Established in 2006, LED (LED Leisure Management Ltd) is a charitable not-for-profit organisation which aims to bring a range of cultural, sporting, and physical activities to people living in South West England.
The challenge
With a deep commitment to the communities it serves, LED is passionate about continuously improving the services it offers, and empowering its team to meet the needs of its customers and the wider organisation. The technology that sits behind its leisure centres – from its website for online bookings to its leisure management application and payment processing – is critical to achieving these aims. Reliability and availability of these applications are therefore essential for a good customer experience.
In addition, as a charity, cost is another key consideration, so the organisation makes every effort to ensure that it is operating as efficiently as possible.
Moving to the cloud offered the opportunity to right-size our infrastructure.
LED had been hosting its applications and servers in a traditional on-premise environment, through which the leisure centres accessed a centralised Remote Desktop Server (RDS) farm, which ran its booking and payment applications. While this setup had served the organisation well in the past, the operating system was nearing end of life and with its support contract coming to an end. Within this context LED saw the opportunity to migrate its applications to the cloud to future-proof its operations and achieve greater cost efficiencies.

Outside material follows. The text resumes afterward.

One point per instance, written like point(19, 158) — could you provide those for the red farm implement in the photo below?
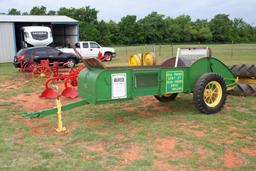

Kate Hoskins, Head of Finance and Support Services at LED, explained: “As an organisation we’ve been steadily transforming our services and the technologies that support us to better serve our customers and employees, and help to move the business forward. A lack of flexibility in our previous on-premise arrangement slowed the pace of this transformation and meant that we were paying for capacity that wasn’t used a lot of the time.
“Moving to the cloud offered the opportunity to right-size our infrastructure so that we would only pay for what we use, which would go a long way towards preparing us for the long-term future. However, we needed a partner with the right skills and expertise to help us make the move.”
The fact that they only pay for the infrastructure they use will have a huge financial impact.
The solution
LED turned to Claranet to design, implement, and manage a new high-performance application hosting environment in Azure from the ground up, to create a rock-solid foundation for future projects and expansion.
Claranet set about building the environment in Azure, spinning VMs for its databases and web applications and migrating them across. The team moved LED’s RDS farm over to Windows Server 2016, addressing the end of life issue and delivering new functionality.
To keep its employees connected securely to critical line-of-business data and applications, Claranet built in a secure connection to Azure – Azure ExpressRoute – ensuring that LED’s traffic never leaves its private network when accessing its applications. This effectively makes the Azure platform an extension of LED’s corporate environment and helps to safeguard availability, reliability, and security.
The solution takes full advantage of Azure’s scalability and scales up and down in line with demand. This ensures that its applications can easily handle sudden increases in web traffic without impacting the user experience, and that LED only pays for what it uses.
As a fully managed service, Claranet provides complete support behind the scenes, ensuring and protecting application availability and offering advice on how to optimise the infrastructure to deliver performance improvements and cost savings.
We’d struggle to operate without the services that Claranet provides.
The result
In a big departure from its previous on-premise environment – which it had to run 24/7 – LED now has the flexibility to turn things off when they aren’t being used. The fact that they only pay for the infrastructure they use will have a huge financial impact in the long run. As the pace of technological change in leisure quickens, the cloud environment also allows the team to strengthen change control by allowing the ICT team to build temporary appropriate environments for trials or the duration of a project.
Kate explained: “The scalability and flexibility of our new infrastructure have brought huge benefits. We get a big rush from members using online booking to book into facilities and classes when new sessions are released because they tend to fill up fast, so we need capacity at that point but not for the rest of the night. It just doesn’t make sense for us to keep all of our servers running all the time. Even something as small as this has made a difference to our bottom line.”
This migration is the latest in a series of projects that Claranet has carried out in partnership with LED over the last two decades. These have provided a range of different services, including its MPLS network, and Claranet is also currently in the process of deploying its Hosted Voice service. This, according to Kate, has made Claranet a strategically important and trusted partner for the organisation.
Kate continued: “We’d struggle to operate without the services that Claranet provides. If the network goes down, for example, we’d be unable to take card payments or make bookings so they’re effectively the lifeline for our customer experience and revenues. A public cloud platform with Claranet’s technical expertise behind our in house team has enabled us to drive the business forward, safe in the knowledge we’re in good hands.”